As Mr. Patrick stumbled as governor, the assertion grew that the press had not done due diligence in 2006 because of his race, and may be giving Mr. Obama a commensurate free ride in 2008 because of his race. This is a valid point to raise. But if it is accurate its validity is in what it says about our behavior, not what it says about Messrs. Patrick and Obama.
Let us say that Jackie Robinson had failed when he was called up by the Brooklyn Dodgers, in 1947. Poor work habits. Out of shape. Stayed out to all hours. Didn’t run out ground balls. To his great regret, Dodgers’ General Manager Branch Rickey releases Robinson at the end of May.
Now comes Bill Veeck, owner of the Cleveland Indians. A few weeks after Robinson joins the Dodgers, Veeck wants to make Larry Doby the first black to play in the American League. But what does everyone say? “You can’t do that! He’ll be just like Robinson. ‘Fool me once, shame on you, fool me twice, shame on me!’ ”
Would we consider that racist? Yes. Obviously and odiously so, and that’s what I consider contrived comparisons between Barack Obama and Deval Patrick to be.
In the event, of course, Larry Doby was just like Jackie Robinson. Followed him into the Hall of Fame.
Politics are more complicated than the child’s game many of us love, with its good calls and bad calls and simple lessons in morality. Barack Obama and Deval Patrick are inevitably differently complex human beings. My impression, knowing Mr. Patrick a little and Mr. Obama not at all, is that they are also different political beings. Why don’t we compare Mr. Patrick to Jon Corzine and Elliot Spitzer –– liberal Democrats elected governor of New Jersey and New York in 2005 and 2006? Compared to Mr. Spitzer, Mr. Patrick would smell like a rose, even before the scandal that brought the New York governor down. Why do we compare Mr. Obama to Mr. Patrick, but not to Messrs. Corzine and Spitzer? Race, I say.
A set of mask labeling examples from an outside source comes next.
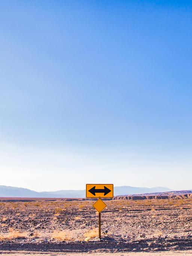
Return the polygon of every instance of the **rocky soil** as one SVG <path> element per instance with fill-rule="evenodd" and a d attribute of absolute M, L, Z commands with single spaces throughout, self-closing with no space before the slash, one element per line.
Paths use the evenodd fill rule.
<path fill-rule="evenodd" d="M 192 249 L 191 199 L 105 202 L 100 241 L 98 215 L 92 201 L 1 202 L 0 251 L 110 253 Z"/>

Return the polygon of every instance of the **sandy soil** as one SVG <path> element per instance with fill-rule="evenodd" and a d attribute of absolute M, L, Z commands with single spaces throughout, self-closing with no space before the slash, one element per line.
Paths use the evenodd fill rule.
<path fill-rule="evenodd" d="M 0 251 L 157 255 L 192 249 L 191 199 L 106 201 L 101 241 L 94 202 L 53 200 L 0 203 Z"/>

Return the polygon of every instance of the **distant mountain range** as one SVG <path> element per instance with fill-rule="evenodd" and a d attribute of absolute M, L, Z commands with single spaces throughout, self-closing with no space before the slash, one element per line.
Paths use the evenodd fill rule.
<path fill-rule="evenodd" d="M 167 188 L 137 188 L 128 186 L 114 187 L 114 195 L 137 195 L 173 191 Z M 22 188 L 0 186 L 0 197 L 35 197 L 78 198 L 85 197 L 85 190 L 59 190 L 37 192 Z"/>

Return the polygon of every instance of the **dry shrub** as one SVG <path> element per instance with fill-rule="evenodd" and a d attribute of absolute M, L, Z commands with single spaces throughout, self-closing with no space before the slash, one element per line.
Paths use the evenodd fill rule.
<path fill-rule="evenodd" d="M 55 216 L 59 216 L 60 214 L 63 211 L 63 209 L 61 208 L 57 208 L 55 209 Z"/>
<path fill-rule="evenodd" d="M 98 229 L 94 228 L 91 230 L 88 230 L 84 234 L 84 237 L 89 238 L 98 237 L 99 235 Z"/>
<path fill-rule="evenodd" d="M 51 236 L 52 238 L 54 238 L 59 241 L 70 240 L 71 240 L 71 237 L 64 231 L 54 231 L 52 233 Z"/>
<path fill-rule="evenodd" d="M 42 235 L 41 233 L 37 231 L 33 233 L 33 235 L 32 237 L 33 239 L 38 239 L 41 238 L 42 236 Z"/>

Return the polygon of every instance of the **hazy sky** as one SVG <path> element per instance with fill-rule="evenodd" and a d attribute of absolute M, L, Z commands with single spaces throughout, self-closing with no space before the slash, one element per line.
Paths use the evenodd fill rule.
<path fill-rule="evenodd" d="M 192 2 L 0 1 L 0 185 L 192 189 Z"/>

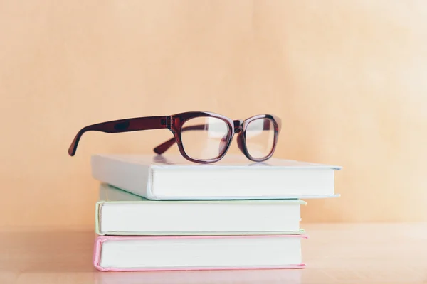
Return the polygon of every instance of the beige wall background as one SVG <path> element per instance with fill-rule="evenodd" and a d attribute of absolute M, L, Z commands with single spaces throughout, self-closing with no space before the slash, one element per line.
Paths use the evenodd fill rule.
<path fill-rule="evenodd" d="M 93 224 L 96 153 L 167 130 L 83 136 L 191 110 L 283 121 L 275 156 L 340 165 L 304 222 L 427 221 L 427 5 L 420 1 L 0 1 L 0 225 Z"/>

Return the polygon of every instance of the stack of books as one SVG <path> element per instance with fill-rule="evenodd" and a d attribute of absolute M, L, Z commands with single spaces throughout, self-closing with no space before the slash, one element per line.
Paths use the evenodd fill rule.
<path fill-rule="evenodd" d="M 339 167 L 228 155 L 95 155 L 100 271 L 302 268 L 300 207 L 337 197 Z"/>

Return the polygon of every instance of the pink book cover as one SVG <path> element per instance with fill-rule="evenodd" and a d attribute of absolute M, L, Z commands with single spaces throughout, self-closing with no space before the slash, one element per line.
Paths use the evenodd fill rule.
<path fill-rule="evenodd" d="M 306 234 L 300 235 L 263 235 L 263 236 L 227 236 L 226 238 L 301 238 L 307 239 Z M 126 240 L 126 239 L 217 239 L 223 238 L 223 236 L 99 236 L 95 240 L 93 250 L 93 265 L 96 269 L 100 271 L 206 271 L 206 270 L 243 270 L 243 269 L 300 269 L 305 267 L 304 263 L 295 263 L 288 266 L 215 266 L 215 267 L 168 267 L 168 268 L 117 268 L 110 267 L 102 267 L 100 266 L 101 261 L 101 251 L 102 249 L 102 243 L 105 241 Z"/>

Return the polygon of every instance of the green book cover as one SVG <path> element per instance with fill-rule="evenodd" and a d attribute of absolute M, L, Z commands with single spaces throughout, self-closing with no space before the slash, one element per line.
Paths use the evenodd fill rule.
<path fill-rule="evenodd" d="M 101 183 L 95 232 L 123 236 L 301 234 L 305 231 L 299 227 L 300 207 L 305 204 L 298 199 L 152 200 Z"/>

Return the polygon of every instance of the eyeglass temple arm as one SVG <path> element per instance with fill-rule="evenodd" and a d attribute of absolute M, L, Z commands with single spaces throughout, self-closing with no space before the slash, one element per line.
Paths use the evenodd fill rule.
<path fill-rule="evenodd" d="M 68 154 L 75 154 L 78 142 L 85 132 L 100 131 L 109 133 L 165 129 L 166 116 L 147 116 L 120 119 L 92 124 L 80 129 L 68 148 Z"/>
<path fill-rule="evenodd" d="M 196 125 L 191 125 L 190 126 L 183 127 L 181 129 L 181 131 L 188 131 L 189 130 L 205 130 L 205 129 L 206 129 L 206 124 L 196 124 Z M 162 143 L 162 144 L 159 145 L 157 147 L 154 148 L 153 150 L 156 154 L 162 155 L 164 152 L 166 152 L 167 151 L 167 149 L 171 148 L 172 146 L 172 145 L 174 145 L 176 142 L 176 140 L 175 140 L 175 138 L 174 137 L 172 138 L 169 140 L 168 140 L 167 141 L 165 141 L 165 142 Z"/>

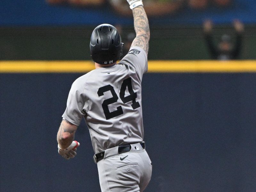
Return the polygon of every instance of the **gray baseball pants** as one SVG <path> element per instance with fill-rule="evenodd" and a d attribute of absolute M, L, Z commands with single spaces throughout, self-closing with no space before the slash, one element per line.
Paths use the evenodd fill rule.
<path fill-rule="evenodd" d="M 151 178 L 149 157 L 139 143 L 128 152 L 118 153 L 118 146 L 106 149 L 97 164 L 102 192 L 141 192 Z"/>

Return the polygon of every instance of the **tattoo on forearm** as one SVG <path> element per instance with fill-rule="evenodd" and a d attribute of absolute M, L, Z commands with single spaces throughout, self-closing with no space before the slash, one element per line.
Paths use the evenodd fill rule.
<path fill-rule="evenodd" d="M 133 40 L 132 46 L 141 47 L 145 50 L 147 54 L 150 32 L 147 15 L 142 6 L 138 6 L 133 9 L 132 13 L 136 37 Z"/>
<path fill-rule="evenodd" d="M 72 125 L 75 125 L 74 124 L 71 123 L 68 121 L 66 120 L 66 119 L 63 120 L 63 121 L 65 123 L 68 123 Z M 65 123 L 64 123 L 65 124 Z M 73 140 L 75 137 L 75 133 L 76 132 L 75 130 L 72 130 L 72 129 L 68 129 L 65 127 L 64 124 L 63 124 L 63 122 L 61 123 L 60 124 L 60 129 L 59 132 L 58 132 L 58 134 L 57 135 L 57 139 L 58 142 L 60 145 L 62 146 L 66 146 L 68 145 L 68 144 L 70 141 L 70 139 Z M 69 133 L 70 134 L 69 139 L 63 139 L 63 138 L 62 137 L 62 133 L 65 132 Z M 68 147 L 68 146 L 67 146 Z"/>
<path fill-rule="evenodd" d="M 68 124 L 70 124 L 72 125 L 74 125 L 74 124 L 73 124 L 72 123 L 71 123 L 70 122 L 69 122 L 69 121 L 68 121 L 68 120 L 67 120 L 67 119 L 63 119 L 63 120 L 65 121 L 65 122 L 67 122 L 67 123 L 68 123 Z"/>

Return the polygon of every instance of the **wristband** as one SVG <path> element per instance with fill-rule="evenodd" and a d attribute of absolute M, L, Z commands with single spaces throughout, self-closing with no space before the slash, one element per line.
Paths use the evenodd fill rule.
<path fill-rule="evenodd" d="M 137 1 L 133 3 L 130 5 L 130 8 L 131 8 L 131 9 L 133 9 L 136 7 L 140 5 L 143 6 L 143 3 L 142 3 L 142 1 Z"/>

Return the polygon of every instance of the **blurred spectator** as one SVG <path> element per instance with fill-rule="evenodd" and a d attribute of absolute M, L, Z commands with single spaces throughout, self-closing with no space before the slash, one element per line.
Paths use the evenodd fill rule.
<path fill-rule="evenodd" d="M 230 5 L 231 0 L 213 0 L 214 3 L 220 7 L 227 7 Z"/>
<path fill-rule="evenodd" d="M 227 60 L 239 58 L 244 28 L 244 25 L 238 20 L 235 20 L 233 24 L 236 32 L 235 43 L 232 42 L 230 36 L 224 34 L 221 36 L 218 46 L 216 46 L 212 34 L 213 24 L 212 21 L 207 20 L 204 23 L 204 37 L 212 59 Z"/>
<path fill-rule="evenodd" d="M 195 9 L 204 9 L 209 4 L 218 7 L 227 7 L 230 5 L 233 0 L 188 0 L 188 6 Z"/>
<path fill-rule="evenodd" d="M 189 6 L 197 9 L 205 9 L 207 6 L 208 0 L 188 0 Z"/>

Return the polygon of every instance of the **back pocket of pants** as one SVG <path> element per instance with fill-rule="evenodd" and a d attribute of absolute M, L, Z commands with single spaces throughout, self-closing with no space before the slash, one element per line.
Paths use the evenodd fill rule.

A closer likeness to Mr. Patrick may be former Gov. Paul Cellucci. A man everyone liked and was happy for when he became governor. But one who seemed to lose his engagement once he achieved the Corner Office. Yes, Mr. Patrick is a great disappointment so far to many people. But that says nothing about Barack Obama except that he should be vetted.
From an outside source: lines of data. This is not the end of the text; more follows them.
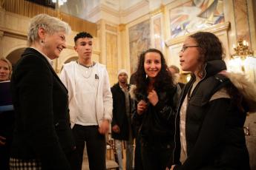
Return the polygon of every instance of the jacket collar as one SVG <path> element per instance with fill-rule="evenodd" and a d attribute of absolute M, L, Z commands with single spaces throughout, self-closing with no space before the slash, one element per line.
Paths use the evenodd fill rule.
<path fill-rule="evenodd" d="M 50 63 L 48 62 L 48 61 L 45 58 L 45 57 L 44 55 L 42 55 L 42 54 L 41 54 L 39 51 L 37 51 L 36 50 L 33 49 L 33 48 L 26 48 L 24 52 L 23 52 L 23 54 L 22 55 L 22 57 L 24 57 L 25 55 L 34 55 L 34 57 L 37 57 L 41 58 L 42 60 L 45 61 L 45 63 L 47 64 L 47 67 L 49 67 L 50 70 L 51 71 L 51 72 L 53 73 L 53 75 L 54 75 L 54 77 L 63 85 L 63 86 L 65 87 L 65 89 L 66 89 L 66 91 L 68 92 L 67 88 L 65 87 L 65 86 L 62 84 L 62 81 L 59 79 L 58 75 L 56 73 L 56 72 L 54 71 L 53 67 L 50 64 Z"/>

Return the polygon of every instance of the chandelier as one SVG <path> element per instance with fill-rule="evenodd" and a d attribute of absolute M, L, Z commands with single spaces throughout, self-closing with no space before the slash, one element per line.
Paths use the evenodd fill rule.
<path fill-rule="evenodd" d="M 234 54 L 228 62 L 229 71 L 245 74 L 252 82 L 256 83 L 256 58 L 249 50 L 249 43 L 239 39 L 237 46 L 233 44 Z"/>
<path fill-rule="evenodd" d="M 67 0 L 51 0 L 53 3 L 57 3 L 57 5 L 62 6 L 64 3 L 67 2 Z"/>

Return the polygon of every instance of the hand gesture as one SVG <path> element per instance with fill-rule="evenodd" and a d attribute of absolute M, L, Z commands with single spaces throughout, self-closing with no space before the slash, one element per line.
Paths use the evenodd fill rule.
<path fill-rule="evenodd" d="M 142 115 L 147 109 L 148 105 L 145 101 L 140 101 L 137 104 L 137 112 L 139 115 Z"/>
<path fill-rule="evenodd" d="M 157 92 L 152 89 L 152 91 L 148 93 L 148 99 L 154 106 L 156 106 L 158 102 L 158 95 Z"/>

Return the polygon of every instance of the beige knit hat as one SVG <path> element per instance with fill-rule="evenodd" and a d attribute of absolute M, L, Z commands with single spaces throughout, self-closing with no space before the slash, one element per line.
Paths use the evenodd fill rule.
<path fill-rule="evenodd" d="M 121 73 L 125 73 L 128 76 L 128 72 L 126 71 L 126 69 L 120 69 L 119 71 L 118 71 L 118 73 L 117 73 L 117 77 L 119 76 L 119 74 Z"/>

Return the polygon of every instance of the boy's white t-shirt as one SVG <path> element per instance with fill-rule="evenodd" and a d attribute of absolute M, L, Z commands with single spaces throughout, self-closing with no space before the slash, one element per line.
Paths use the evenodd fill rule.
<path fill-rule="evenodd" d="M 99 74 L 96 67 L 87 68 L 79 64 L 76 65 L 76 124 L 82 126 L 98 125 L 96 112 L 96 101 L 99 85 Z"/>

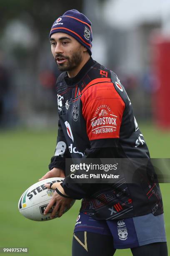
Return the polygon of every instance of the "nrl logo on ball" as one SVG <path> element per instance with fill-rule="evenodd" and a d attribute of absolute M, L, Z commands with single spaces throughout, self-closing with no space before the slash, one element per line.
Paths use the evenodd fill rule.
<path fill-rule="evenodd" d="M 47 191 L 47 195 L 49 197 L 52 197 L 54 194 L 54 192 L 52 191 L 52 189 L 48 189 Z"/>
<path fill-rule="evenodd" d="M 90 37 L 90 31 L 88 28 L 86 26 L 85 26 L 85 31 L 84 31 L 84 36 L 85 39 L 87 40 L 89 40 Z"/>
We are just getting to know the Democratic nominee-presumptive, and comparisons to other political figures are bound to be partly or mostly wrong. Rather than seeing him in terms of anyone else, we need to know him. He seems to be a fine human being. His pronouncements about NAFTA are psychotic, but what he has said about the bandied-about gas-tax holiday is a voice of sanity in the cuckoo’s nest. Until he says what it is, his strategic vision is a black hole that should, as it stands, disqualify him from being elected president.
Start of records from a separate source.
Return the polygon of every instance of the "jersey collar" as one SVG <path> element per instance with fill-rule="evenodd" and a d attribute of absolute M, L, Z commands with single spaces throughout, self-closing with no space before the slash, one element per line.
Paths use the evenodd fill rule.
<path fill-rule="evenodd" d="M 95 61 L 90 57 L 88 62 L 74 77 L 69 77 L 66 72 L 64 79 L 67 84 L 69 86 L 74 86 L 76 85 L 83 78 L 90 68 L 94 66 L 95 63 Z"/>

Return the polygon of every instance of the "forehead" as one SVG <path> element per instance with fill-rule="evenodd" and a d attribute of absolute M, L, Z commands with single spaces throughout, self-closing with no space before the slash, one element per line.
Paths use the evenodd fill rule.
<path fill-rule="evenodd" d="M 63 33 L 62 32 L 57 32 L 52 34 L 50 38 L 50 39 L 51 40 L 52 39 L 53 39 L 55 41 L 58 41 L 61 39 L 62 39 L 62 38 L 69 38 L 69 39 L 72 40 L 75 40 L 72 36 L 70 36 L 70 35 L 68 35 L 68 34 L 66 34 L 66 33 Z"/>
The press, me included, can be faulted for not doing a better job of vetting Deval Patrick in 2006. In retrospect, Tom Reilly and Kerry Healey might have made better governors, despite the execrable campaigns they ran. But the impulse of white voters to elect black candidates to the nation’s highest offices is a noble one that is not to be ridiculed –– so long as we do not surrender our critical faculty. It resumes the Civil Rights Movement of the 1960s and holds unprecedented promise for the future of the democracy. I intend to continue to be a part of it.
David A. Mittell Jr. is a member of The Journal’s editorial board.